Por Redação em 28/08/2020

Os tempos, definitivamente são outros: 12 grandes empresas de petróleo definiram uma meta conjunta para controlar suas emissões de carbono. Com isso, o grupo pretende reduzir a proporção de suas emissões de gases agravadores do efeito estufa em relação ao volume de material produzido. Fazem parte da iniciativa gigantes como a saudita SaudiAramco, a americana Exxon Mobil e a brasileira Petrobras.

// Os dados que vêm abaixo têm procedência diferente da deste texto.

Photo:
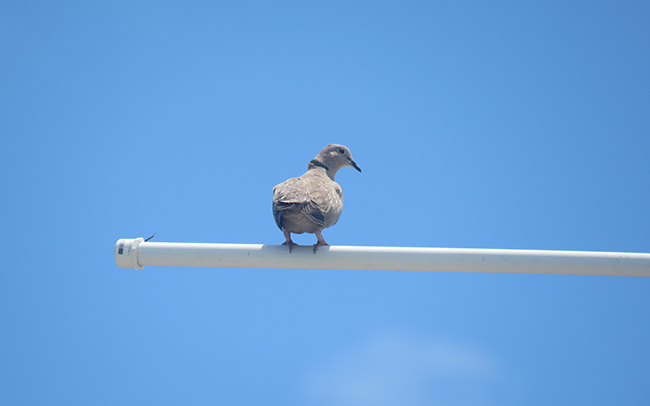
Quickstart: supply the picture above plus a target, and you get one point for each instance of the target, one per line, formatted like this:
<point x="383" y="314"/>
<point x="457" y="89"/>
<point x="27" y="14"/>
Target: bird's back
<point x="308" y="203"/>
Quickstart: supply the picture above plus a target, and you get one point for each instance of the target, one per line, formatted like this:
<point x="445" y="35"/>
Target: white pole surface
<point x="136" y="253"/>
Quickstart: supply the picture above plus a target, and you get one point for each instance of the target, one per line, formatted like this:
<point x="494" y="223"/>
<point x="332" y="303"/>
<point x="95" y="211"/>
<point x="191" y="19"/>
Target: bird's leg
<point x="321" y="240"/>
<point x="288" y="242"/>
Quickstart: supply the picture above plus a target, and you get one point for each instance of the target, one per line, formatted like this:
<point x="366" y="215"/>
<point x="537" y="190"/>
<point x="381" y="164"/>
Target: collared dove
<point x="313" y="201"/>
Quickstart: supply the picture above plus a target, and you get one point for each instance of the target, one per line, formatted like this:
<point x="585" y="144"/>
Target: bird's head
<point x="335" y="157"/>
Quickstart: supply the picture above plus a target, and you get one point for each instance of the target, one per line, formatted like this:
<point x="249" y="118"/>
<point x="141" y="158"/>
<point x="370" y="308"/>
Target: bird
<point x="312" y="202"/>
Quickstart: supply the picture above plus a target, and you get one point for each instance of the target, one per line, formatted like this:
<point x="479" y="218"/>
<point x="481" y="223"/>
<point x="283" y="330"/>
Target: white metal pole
<point x="136" y="253"/>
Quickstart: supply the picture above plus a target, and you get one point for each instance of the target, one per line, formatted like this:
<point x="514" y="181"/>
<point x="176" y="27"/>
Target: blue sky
<point x="477" y="124"/>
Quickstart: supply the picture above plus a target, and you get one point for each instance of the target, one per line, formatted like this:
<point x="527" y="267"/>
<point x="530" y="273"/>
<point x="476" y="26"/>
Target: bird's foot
<point x="290" y="244"/>
<point x="318" y="244"/>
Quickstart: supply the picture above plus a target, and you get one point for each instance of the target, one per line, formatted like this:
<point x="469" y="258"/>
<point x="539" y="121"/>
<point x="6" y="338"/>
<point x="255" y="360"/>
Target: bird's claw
<point x="318" y="244"/>
<point x="290" y="244"/>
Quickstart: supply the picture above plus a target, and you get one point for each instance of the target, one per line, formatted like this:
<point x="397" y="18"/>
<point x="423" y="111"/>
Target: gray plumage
<point x="312" y="202"/>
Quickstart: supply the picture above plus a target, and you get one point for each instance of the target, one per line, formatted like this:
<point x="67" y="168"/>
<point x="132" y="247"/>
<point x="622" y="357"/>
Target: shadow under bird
<point x="314" y="201"/>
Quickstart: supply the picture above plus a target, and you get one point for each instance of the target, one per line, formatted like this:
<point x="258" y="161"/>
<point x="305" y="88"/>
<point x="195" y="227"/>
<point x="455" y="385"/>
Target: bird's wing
<point x="325" y="203"/>
<point x="289" y="195"/>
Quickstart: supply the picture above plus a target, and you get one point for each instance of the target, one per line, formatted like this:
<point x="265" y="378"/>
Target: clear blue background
<point x="477" y="125"/>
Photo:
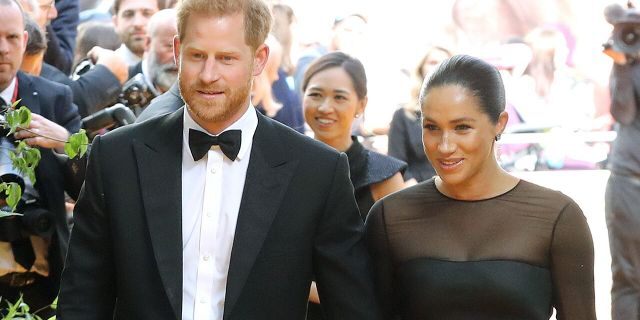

Em outras palavras, isso quer dizer que o total emitido pode até aumentar (caso a produção cresça). Mas a medida sinaliza uma tentativa de controlar as emissões das petroleiras, uma reação às pressões sobre o setor diante das mudanças climáticas. Para se ter uma ideia do impacto potencial, o grupo é responsável por mais de 30% da produção mundial de óleo e gás.

O presidente do conselho da Iniciativa do Clima do Setor de Óleo e Gás (OGCI, na sigla em inglês), Bob Dudley, disse à Reuters que se trata de “um marco significativo”, embora tenha reconhecido que não seja “o fim do trabalho” e afirmado que eles continuarão calibrando as metas conforme avançam.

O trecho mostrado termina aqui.